The economic climate and pressure on budgets can be seen as a contributory factor.  Insurance consumers, who lack brand loyalty, are in the habit of shopping around for their insurance and are aware of the principle of quote manipulation by misrepresenting their personal details.  Public attitudes, despite industry efforts, remain in the large unconcerned – protecting your assets for the lowest possible price is almost seen as accepted practice….’doesn’t everybody do it really?’ 

It could be suggested that insurers have partially fuelled this approach by aggressively marketing and selling their products on price.  The growth in consumer use of mobile technology has meant increased and easy access to comparison sites and online insurance providers, a channel that affords the insurance consumer a sense of anonymity with no requirement to deal with another person.  Add to these factors the rise of the ‘Ghost Broker’, or illegal insurance intermediary, who secures lower premiums for both unwitting and complicit insurance consumers, often using online misrepresentation and the combined challenges are very apparent.   

The implementation of the Consumer Insurance (Disclosure & Representations) Act in April 2013 has been a shift to insurers undertaking more screening at point of quote and point of sale to reduce the risk of misrepresentation and non-disclosure.   The Act removes the duty on consumers to disclose any facts that an insurer would find material and places the onus on the insurer to ask clear and specific questions at policy inception.

When screening and considering property insurance risk factors these can range from the property/building risk assessment, the construction and size of the property, value and condition of the property, location and crime statistics, the contents being insured and whether the property is owner occupied, commercial or private residential.  And what of the individual policyholder and their propensity for making claims? 

What are common fraud risk/typologies used to achieve lower property insurance premiums?

  1. Rental properties insured as owner occupied;
  2. Non-disclosure/misrepresentation of property attributes linked to risk eg. number of bathrooms linked to escape of water risk;
  3. Non-disclosure/misrepresentation of multiple occupancy at a property;
  4. Misrepresentation of the size or construction of the property and its condition;
  5. Non-disclosure of previous claims history.

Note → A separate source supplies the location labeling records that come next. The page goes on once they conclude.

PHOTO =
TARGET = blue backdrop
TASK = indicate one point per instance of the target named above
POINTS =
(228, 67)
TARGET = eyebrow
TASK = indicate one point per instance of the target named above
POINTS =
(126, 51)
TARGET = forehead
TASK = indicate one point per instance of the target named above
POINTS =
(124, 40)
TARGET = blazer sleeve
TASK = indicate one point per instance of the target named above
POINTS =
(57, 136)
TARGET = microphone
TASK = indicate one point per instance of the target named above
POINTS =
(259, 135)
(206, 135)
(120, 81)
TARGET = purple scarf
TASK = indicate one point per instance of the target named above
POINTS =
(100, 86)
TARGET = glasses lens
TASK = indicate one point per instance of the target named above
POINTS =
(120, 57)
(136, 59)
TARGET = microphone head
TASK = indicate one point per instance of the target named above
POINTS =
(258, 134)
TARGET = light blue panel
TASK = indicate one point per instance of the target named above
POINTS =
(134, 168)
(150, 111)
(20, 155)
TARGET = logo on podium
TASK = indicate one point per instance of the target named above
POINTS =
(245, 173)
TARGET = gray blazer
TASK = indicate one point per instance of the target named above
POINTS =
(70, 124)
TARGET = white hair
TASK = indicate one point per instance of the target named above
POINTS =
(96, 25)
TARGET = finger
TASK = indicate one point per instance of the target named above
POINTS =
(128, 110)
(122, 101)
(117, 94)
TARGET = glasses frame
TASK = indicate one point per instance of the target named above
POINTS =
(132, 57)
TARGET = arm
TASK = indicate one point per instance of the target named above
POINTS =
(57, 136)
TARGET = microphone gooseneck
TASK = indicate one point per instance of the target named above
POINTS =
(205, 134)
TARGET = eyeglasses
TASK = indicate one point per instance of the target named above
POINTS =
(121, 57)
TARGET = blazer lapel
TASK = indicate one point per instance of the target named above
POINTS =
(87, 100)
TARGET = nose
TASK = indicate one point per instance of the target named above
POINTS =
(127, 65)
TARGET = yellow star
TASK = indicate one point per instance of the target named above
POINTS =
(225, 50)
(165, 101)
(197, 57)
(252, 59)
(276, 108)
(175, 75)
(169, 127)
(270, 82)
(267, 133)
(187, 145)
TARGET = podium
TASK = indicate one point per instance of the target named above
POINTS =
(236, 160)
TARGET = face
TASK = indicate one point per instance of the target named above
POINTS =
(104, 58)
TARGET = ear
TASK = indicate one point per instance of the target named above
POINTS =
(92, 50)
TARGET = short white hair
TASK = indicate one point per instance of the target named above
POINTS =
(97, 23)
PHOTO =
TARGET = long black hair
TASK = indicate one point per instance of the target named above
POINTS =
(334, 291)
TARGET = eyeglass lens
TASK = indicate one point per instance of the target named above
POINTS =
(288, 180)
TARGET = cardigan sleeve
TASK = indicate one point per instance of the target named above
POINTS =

The opportunities for misrepresentation are many and whilst insurers are clear that the majority of insurance consumers are genuine, the need to protect their bottom line and their honest policyholders from the financial impact of fraud necessitates a forensic approach to policy applications.

Surprisingly, historically there has been less emphasis placed on ‘knowing your customer’ in the insurance sector, compared to the banking sector which has clear compliance requirements. 

Whilst insurers face consumer demand for a quick sales process, this must be balanced against the need to gather accurate information about a consumer, reduce the prospect of misrepresentation and price the risk accurately and competitively.  And this is where screening of the individual, the property and any claims history is key, swiftly drawing on insurer and third party data sources and applying relevant analytics, to ensure an accurate, holistic view of the risk is available.  

So what can CRIF do to help? Our services will rapidly:

  • Screen the individual and their residency;
  • Search for other linked addresses to the individual;
  • Review the CUE database to identify any non-disclosure of previous claims;
  • Review the property attributes to ensure no misrepresentation;
  • Mine data sources to identify intelligence related to property value, size of rooms and number of bathrooms;
  • Identify whether the property has a garage;
  • Identify if the property has more than one front door as a multiple occupancy indicator;
  • Identify if the property is a rental property.

Screening can take place at point of sale, quote or claim with intelligence and visual images available should investigation be necessary.  Delivered as a bespoke service, alerts can be tailored and generated based on an insurer client’s attitude to risk.